SUSAN PRIVER
Executive Producer

Susan Priver started her early career as a ballet dancer, performing all over the country in numerous Nutcrackers, Coppelias and Balanchine ballets for the Eglevsky Ballet in New York, the Cleveland Ballet and in
Germany for the Hannover Ballet.  Wondering what the next step would be, she landed back in her hometown of Los Angeles and after a few sessions at The Actors Studio, she was convinced acting might be the thing for her.

The transition from dancer to actress was not so simple and making a living in this whole new world was a challenge as skills in the real world are pretty alien to ex-ballet dancers. To support her new endeavor she fell upon the common job of waitressing, the not so common job of art modeling and finally found a bit of a calling in teaching yoga, which she still does today.

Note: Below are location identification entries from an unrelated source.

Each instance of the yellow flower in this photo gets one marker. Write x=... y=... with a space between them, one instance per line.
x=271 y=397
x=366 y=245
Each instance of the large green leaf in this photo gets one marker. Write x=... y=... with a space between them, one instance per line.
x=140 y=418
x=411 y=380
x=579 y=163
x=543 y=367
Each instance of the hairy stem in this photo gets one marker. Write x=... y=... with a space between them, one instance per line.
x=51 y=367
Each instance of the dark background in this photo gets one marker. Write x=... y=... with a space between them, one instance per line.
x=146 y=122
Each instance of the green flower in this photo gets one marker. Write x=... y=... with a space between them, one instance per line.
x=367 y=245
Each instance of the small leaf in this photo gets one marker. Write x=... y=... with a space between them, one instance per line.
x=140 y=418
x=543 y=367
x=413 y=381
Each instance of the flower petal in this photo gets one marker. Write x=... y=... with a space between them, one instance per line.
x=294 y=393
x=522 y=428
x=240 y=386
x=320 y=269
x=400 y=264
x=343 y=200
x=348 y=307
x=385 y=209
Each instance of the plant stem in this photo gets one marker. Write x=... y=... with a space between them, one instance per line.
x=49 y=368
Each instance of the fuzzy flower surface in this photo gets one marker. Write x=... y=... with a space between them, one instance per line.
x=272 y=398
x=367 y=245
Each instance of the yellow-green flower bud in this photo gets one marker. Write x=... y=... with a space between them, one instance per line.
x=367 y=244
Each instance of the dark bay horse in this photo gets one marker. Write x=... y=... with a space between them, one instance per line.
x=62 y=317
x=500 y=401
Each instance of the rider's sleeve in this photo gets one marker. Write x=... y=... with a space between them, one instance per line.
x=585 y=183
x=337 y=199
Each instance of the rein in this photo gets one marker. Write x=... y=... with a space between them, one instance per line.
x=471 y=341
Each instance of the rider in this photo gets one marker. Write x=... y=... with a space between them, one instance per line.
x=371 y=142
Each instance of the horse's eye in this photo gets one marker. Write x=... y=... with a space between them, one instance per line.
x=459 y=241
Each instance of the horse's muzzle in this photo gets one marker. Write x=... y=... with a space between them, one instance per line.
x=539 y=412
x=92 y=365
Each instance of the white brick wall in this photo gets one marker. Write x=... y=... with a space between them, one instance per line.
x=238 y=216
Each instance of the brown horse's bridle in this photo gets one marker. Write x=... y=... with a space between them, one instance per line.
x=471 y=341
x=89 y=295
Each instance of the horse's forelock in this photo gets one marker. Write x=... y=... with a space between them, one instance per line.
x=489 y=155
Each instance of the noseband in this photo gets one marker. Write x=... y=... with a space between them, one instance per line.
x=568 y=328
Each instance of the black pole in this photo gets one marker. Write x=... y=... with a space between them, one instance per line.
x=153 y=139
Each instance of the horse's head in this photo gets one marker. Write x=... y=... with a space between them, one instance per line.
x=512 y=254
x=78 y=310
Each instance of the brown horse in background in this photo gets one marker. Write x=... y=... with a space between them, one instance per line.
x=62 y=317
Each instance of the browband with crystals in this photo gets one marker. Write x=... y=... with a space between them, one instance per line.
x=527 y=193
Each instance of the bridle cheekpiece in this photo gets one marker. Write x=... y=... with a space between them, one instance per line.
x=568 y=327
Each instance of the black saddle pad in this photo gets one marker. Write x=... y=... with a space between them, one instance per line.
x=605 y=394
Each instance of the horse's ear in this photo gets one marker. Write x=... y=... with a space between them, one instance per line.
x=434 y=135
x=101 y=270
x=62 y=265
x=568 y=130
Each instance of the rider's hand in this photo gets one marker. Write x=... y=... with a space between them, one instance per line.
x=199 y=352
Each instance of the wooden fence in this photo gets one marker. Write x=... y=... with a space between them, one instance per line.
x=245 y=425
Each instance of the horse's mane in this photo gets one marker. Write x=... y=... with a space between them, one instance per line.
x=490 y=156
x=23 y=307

 She spent almost all of her off hours studying and finally on stage in numerous plays winning a few awards and a few accolades for her work in Harold Pinter’s “The Lover”, Sidney Kingsley’s
“Detective Story” and David Mamet’s two character “Reunion” to name just a few.  Her indie film and T.V. work includes H.B.O.’s “Lucky Louie” with Louis C.K., “Mafioso” (playing a mob wife) with Leo Rossi and Bobby Costanzo, the festival award winning “ My Brother Jack” with Freddie Rodriguez and Marco Leonardi and a few other festival films.

Susan’s first venture with producing came with the quirky romantic comedy indie “ What’s Up, Scarlet?” which she co-wrote with director Anthony Caldarella and starred in with Sally Kirkland, Mussetta Vander and Jere Burns.

She was itching to get back to the dark side when the script of “Serving Up Richard” came her way and besides the dark tone of the character of Glory, she experienced a very dark side of the underbelly of Hollywood in producing this film.
HENRY OLEK
Writer, Director

Henry’s acting career started early on the stage – a couple of highlights were playing opposite Paul Winfield in “Othello” and appearing in the lead role in a full Equity production of “Rhinoceros” at UCLA with Eugene Ionesco participating in residence.  Henry guest starred in over 30 ‘classic’ television series such as “Gunsmoke”,  “Starky and Hutch” and “Little House on the Prairie” – until he wrote and sold his first script.   His screenwriting career began with nationwide release of that feature script , “A Different Story” starring Perry King and Meg Foster.   Followed by the release of  “Tulips” with Bernadette Peters and Gabe Kaplan.   

From the mid 80’s through the 90’s, as a screenwriter-producer under contract with Universal, Warner Bros. and elsewhere.   Henry found himself in development hell, writing a stream of pilots, which often weren’t picked up for series (“Spraggue”, an ABC TV movie/pilot with James Cromwell; “Ladies on Sweet Street”, ABC, with Doris Roberts) and occasionally were picked up (“Scene of the Crime”, an NBC mystery series hosted by Orson Welles which Henry created and produced).   Henry also found himself adapting features like “All of Me” with Steve Martin and Lily Tomlin; even rewriting others like Dana Carvey’s starring film, “Opportunity Knocks”.   Henry’s last writing project was “Devil’s Food”, a Lifetime movie in which Dabney Coleman played the devil. 

“Serving Up Richard” is Henry’s directorial debut.   He is also an owner of a favorite eatery and bar in Hollywood called Birds.